Each of us has been faced with the problem of searching for
information more than once. Irregardless of the data source we
are using (Internet, file system on our hard drive, data base or
a global information system of a big company) the problems can
be multiple and include the physical volume of the data base
searched, the information being unstructured, different file
types and also the complexity of accurately wording the search
query. We have already reached the stage when the amount of data
on one single PC is comparable to the amount of text data stored
in a proper library. And as to the unstructured data flows, in
future they are only going to increase, and at a very rapid
tempo. If for an average user this might be just a minor
misfortune, for a big company absence of control over
information can mean significant problems. So the necessity to
create search systems and technologies simplifying and
accelerating access to the necessary information, originated
long ago. Such systems are numerous and moreover not every one
of them is based on a unique technology. And the task of
choosing the right one depends directly on the specific tasks to
be solved in the future. While the demand for the perfect data
searching and processing tools is steadily growing let’s
consider the state of affairs with the supply side.
Not going deeply into the various peculiarities of the
technology, all the searching programs and systems can be
divided into three groups. These are: global Internet systems,
turnkey business solutions (corporate data searching and
processing technologies) and simple phrasal or file search on a
local computer. Different directions presumably mean different
solutions.
Local search Everything is clear about search on a local PC.

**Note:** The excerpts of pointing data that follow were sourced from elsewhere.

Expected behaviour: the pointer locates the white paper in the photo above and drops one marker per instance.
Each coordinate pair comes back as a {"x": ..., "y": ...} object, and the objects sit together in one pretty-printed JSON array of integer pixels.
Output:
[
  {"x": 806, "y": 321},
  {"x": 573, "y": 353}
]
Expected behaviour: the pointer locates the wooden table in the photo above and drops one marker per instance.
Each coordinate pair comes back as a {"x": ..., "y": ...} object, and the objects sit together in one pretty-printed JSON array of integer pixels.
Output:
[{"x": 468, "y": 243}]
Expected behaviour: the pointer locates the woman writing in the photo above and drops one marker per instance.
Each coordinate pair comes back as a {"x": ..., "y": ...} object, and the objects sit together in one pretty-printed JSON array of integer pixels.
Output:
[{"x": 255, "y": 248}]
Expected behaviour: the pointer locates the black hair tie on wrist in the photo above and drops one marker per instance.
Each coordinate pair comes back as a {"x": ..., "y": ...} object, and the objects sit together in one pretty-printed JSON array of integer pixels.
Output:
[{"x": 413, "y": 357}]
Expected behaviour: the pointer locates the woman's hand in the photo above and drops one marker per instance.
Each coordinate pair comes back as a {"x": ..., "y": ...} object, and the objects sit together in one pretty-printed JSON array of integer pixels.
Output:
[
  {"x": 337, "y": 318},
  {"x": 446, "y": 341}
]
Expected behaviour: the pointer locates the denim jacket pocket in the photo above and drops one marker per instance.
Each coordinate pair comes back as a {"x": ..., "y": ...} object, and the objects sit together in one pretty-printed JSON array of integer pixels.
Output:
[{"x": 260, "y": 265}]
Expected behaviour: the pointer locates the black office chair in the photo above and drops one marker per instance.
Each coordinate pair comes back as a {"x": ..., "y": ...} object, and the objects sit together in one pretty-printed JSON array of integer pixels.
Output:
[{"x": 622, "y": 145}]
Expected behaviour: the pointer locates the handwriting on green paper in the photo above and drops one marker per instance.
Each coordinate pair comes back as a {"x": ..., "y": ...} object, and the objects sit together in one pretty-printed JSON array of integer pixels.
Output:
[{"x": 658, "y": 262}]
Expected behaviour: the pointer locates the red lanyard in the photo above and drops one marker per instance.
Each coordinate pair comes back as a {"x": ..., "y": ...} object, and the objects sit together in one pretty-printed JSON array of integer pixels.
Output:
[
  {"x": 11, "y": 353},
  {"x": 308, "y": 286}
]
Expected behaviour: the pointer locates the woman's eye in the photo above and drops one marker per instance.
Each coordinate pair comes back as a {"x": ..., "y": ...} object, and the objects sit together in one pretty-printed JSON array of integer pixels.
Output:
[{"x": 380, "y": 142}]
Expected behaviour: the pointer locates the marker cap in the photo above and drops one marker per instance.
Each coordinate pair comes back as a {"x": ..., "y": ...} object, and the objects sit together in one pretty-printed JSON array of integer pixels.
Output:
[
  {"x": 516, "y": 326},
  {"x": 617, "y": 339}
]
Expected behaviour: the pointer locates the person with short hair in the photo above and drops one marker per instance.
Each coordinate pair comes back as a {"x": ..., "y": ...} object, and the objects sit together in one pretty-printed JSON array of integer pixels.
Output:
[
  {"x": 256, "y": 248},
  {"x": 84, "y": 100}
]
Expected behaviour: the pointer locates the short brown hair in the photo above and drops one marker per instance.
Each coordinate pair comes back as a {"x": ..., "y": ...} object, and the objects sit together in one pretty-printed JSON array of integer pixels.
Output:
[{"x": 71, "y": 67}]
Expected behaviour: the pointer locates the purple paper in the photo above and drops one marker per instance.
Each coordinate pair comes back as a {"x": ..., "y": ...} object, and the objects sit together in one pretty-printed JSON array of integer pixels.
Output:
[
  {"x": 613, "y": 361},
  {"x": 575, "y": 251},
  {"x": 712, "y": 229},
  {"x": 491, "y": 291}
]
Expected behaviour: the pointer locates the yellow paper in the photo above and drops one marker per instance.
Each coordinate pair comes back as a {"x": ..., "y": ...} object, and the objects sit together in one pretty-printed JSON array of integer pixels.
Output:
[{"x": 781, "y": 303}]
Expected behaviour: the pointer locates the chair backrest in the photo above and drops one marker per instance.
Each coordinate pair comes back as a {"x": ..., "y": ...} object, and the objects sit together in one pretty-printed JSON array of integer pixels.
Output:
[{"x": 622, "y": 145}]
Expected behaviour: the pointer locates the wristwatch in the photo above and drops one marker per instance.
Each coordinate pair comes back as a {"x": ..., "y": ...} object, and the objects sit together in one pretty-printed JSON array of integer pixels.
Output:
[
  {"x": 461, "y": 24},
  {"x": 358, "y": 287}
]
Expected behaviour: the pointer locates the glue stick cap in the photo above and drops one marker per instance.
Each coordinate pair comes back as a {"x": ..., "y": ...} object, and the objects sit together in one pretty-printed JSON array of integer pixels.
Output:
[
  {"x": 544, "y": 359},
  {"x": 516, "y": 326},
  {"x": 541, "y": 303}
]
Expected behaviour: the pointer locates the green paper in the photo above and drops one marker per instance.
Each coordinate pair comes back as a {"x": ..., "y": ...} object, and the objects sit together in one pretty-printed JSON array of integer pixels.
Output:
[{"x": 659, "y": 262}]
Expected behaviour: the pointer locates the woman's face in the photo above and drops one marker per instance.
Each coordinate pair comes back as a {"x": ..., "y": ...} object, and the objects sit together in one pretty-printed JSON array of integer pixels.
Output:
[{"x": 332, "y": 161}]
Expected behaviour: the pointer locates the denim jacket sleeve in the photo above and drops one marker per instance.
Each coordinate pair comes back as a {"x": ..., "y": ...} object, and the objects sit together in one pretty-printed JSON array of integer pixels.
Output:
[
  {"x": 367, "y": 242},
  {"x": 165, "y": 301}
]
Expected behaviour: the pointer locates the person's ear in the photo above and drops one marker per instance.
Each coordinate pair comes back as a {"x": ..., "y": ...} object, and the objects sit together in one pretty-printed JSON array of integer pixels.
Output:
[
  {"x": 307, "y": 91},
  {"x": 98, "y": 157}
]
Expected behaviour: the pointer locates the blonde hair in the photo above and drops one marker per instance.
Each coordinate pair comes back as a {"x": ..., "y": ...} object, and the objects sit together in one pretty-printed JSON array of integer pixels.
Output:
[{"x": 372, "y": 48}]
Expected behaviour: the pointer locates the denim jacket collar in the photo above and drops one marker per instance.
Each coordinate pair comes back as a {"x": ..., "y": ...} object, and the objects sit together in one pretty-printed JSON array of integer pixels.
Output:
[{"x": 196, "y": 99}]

It’s not remarkable for any particular functionality features
accept for the choice of file type (media, text etc.) and the
search destination. Just enter the name of the searched file (or
part of text, for example in the Word format) and that’s it. The
speed and result depend fully on the text entered into the query
line. There is zero intellectuality in this: simply looking
through the available files to define their relevance. This is
in its sense explicable: what’s the use of creating a
sophisticated system for such uncomplicated needs.
Global search technologies Matters stand totally different with
the search systems operating in the global network. One can’t
rely simply on looking through the available data. Huge volume
(Yandex for instance can boast the indexing capacity of more
than 11 terabyte of data) of the global chaos of unstructured
information will make the simple search not only ineffective but
also long and labor-consuming. That’s why lately the focus has
shifted towards optimizing and improving quality characteristics
of search. But the scheme is still very simple (except for the
secret innovations of every separate system) – the phrasal
search through the indexed data base with proper consideration
for morphology and synonyms. Undoubtedly, such an approach works
but doesn’t solve the problem completely. Reading dozens of
various articles dedicated to improving search with the help of
Google or Yandex, one can drive at the conclusion that without
knowing the hidden opportunities of these systems finding a
relevant document by the query is a matter of more than a
minute, and sometimes more than an hour. The problem is that
such a realization of search is very dependent on the query word
or phrase, entered by the user. The more indistinct the query
the worse is the search. This has become an axiom, or dogma,
whichever you prefer. Of course, intelligently using the key
functions of the search systems and properly defining the phrase
by which the documents and sites are searched, it is possible to
get acceptable results. But this would be the result of
painstaking mental work and time wasted on looking through
irrelevant information with a hope to at least find some clues
on how to upgrade the search query. In general, the scheme is
the following: enter the phrase, look through several results,
making sure that the query was not the right one, enter a new
phrase and the stages are repeated till the relevancy of results
achieves the highest possible level. But even in that case the
chances to find the right document are still few. No average
user will voluntary go for the sophistication of “advanced
search” (although it is equipped with a number of very useful
functions such as the choice of language, file format etc.). The
best would be to simply insert the word or phrase and get a
ready answer, without particular concern for the means of
getting it. Let the horse think – it has a big head. Maybe this
is not exactly up to the point, but one of the Google search
functions is called “I am feeling lucky!” characterizes very
well the existent searching technologies. Nevertheless, the
technology works, not ideally and not always justifying the
hopes, but if you allow for the complexity of searching through
the chaos of Internet data volume, it could be acceptable.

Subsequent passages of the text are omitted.